This week's book giveaway is in the OO, Patterns, UML and Refactoring forum. We're giving away four copies of Refactoring for Software Design Smells: Managing Technical Debt and have Girish Suryanarayana, Ganesh Samarthyam & Tushar Sharma on-line! See this thread for details.
When we create a jsp in eclipse, should ascii or binary mode be used? I know the two modes are related to data transfer between local and cvs but there is no difference and impact in my project by switing them. Can anyone say something about the modes? Usually which one should be used for jsp?

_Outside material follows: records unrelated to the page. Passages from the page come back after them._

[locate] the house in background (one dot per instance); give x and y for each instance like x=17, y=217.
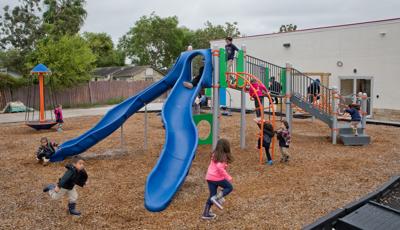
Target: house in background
x=358, y=57
x=127, y=73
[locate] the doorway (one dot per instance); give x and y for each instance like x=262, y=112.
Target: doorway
x=350, y=86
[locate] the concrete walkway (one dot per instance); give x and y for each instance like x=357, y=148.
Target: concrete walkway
x=68, y=113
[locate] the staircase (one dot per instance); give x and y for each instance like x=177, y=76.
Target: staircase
x=302, y=90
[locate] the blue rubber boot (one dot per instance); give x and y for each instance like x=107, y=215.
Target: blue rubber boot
x=72, y=209
x=49, y=187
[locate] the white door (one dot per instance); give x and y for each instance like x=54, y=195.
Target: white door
x=351, y=86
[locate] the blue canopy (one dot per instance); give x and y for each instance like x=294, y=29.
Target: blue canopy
x=40, y=68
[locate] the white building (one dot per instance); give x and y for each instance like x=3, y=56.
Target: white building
x=360, y=57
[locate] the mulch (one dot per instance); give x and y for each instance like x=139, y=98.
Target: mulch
x=320, y=178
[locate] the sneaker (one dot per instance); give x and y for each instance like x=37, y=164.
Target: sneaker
x=221, y=200
x=213, y=215
x=215, y=201
x=188, y=85
x=49, y=187
x=210, y=216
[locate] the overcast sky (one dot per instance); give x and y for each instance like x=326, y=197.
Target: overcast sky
x=254, y=16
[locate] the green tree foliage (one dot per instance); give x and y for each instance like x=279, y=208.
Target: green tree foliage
x=201, y=38
x=20, y=27
x=70, y=59
x=154, y=40
x=63, y=17
x=102, y=46
x=287, y=28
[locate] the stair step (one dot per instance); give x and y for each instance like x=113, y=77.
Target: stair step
x=351, y=139
x=349, y=130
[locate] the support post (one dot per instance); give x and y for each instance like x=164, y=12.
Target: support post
x=243, y=107
x=289, y=113
x=215, y=107
x=122, y=138
x=334, y=115
x=145, y=127
x=364, y=102
x=41, y=98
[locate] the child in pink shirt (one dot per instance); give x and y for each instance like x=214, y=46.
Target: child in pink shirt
x=59, y=116
x=217, y=176
x=259, y=90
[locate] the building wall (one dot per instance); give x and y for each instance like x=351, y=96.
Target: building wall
x=372, y=48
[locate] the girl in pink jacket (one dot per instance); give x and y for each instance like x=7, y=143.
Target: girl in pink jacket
x=259, y=90
x=217, y=176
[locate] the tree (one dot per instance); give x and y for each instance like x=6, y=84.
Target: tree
x=287, y=28
x=70, y=59
x=202, y=37
x=64, y=17
x=154, y=40
x=102, y=46
x=20, y=28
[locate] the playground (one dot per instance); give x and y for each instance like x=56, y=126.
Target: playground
x=319, y=178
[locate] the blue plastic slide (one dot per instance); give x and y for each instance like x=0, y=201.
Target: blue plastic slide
x=116, y=116
x=181, y=137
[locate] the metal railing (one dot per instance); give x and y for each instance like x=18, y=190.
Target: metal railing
x=272, y=76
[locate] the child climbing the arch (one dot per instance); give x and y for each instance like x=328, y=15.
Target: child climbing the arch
x=59, y=117
x=268, y=134
x=195, y=80
x=257, y=89
x=353, y=110
x=75, y=175
x=46, y=150
x=217, y=176
x=284, y=138
x=230, y=49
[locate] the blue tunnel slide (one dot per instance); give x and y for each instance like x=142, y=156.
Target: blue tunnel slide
x=181, y=137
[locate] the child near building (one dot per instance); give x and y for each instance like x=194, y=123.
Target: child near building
x=75, y=175
x=257, y=89
x=46, y=150
x=230, y=49
x=217, y=176
x=268, y=134
x=284, y=138
x=353, y=110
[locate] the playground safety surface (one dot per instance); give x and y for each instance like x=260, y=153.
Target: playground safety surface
x=320, y=178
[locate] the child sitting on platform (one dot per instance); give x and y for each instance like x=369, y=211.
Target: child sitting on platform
x=46, y=150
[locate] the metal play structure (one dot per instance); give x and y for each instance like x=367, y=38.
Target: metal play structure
x=39, y=118
x=181, y=133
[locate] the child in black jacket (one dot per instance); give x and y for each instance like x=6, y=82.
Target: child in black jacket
x=75, y=175
x=46, y=150
x=268, y=134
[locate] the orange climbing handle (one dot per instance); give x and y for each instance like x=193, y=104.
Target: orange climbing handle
x=236, y=85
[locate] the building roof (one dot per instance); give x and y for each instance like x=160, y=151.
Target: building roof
x=319, y=28
x=130, y=71
x=121, y=71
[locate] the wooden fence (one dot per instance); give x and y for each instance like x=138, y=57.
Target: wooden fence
x=100, y=92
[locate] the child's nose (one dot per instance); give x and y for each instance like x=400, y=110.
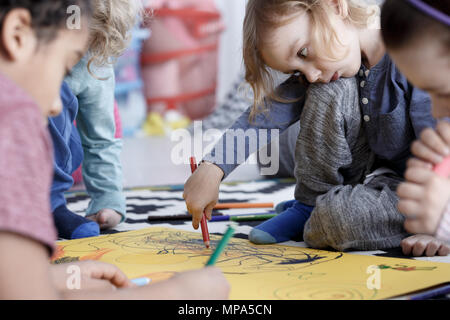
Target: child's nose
x=312, y=74
x=56, y=108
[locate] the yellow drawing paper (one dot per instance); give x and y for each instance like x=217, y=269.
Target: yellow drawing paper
x=258, y=271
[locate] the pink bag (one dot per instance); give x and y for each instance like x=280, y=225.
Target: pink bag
x=180, y=59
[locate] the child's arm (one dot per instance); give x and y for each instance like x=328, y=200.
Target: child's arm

JSPs are text files so ascii mode would be best (though the ascii-vs-binary question brings to mind FTP and not version control where usually the issue is binary vs text, but then I don't use CVS and different products use different terminology for the same thing)
When you check-in files into any version control systems for textual source codes you can use the default text or ascii mode, however, when check-in word doc, xls, image or class files you may need to use the binary mode.
The crucial differences are: A) What is the code page and B) what are the end-of-line characters.
The code page is almost always going to be ASCII unless you're working with IBM mainframes (EBCDIC).
The end-of-line characters may be CR (Macintosh), CR/LF (DOS/Windows) or LF (Unix, most others). LF is also referred to as NL (Newline).
When you indicate text mode - and this applies to both CVS and FTP - the server will translate to the appropriate code page and end-of-line sequence for yout target machine. When you indicate binary (a/k/a image) mode, the bytes will pass unmodified.
Binary mode is always safe, but because not all tools are smart, text mode is preferable when dealing with things that are 100% text. If you download a text file with in Unix mode end-of-line characters, Windows Notepad won't work right, although Wordpad and most IDE's will accommodate.
On the other hand, if you create a Unix shell script or C/C++ source file on a Windows machine and upload it in binary mode and it uses the end-of-line continuation (backslash) to semantically glue 2 lines together as though they were a single long line, binary mode will propagate the CR/LF. And most Unix tools won't like that, resulting in compile errors and scripts that won't execute.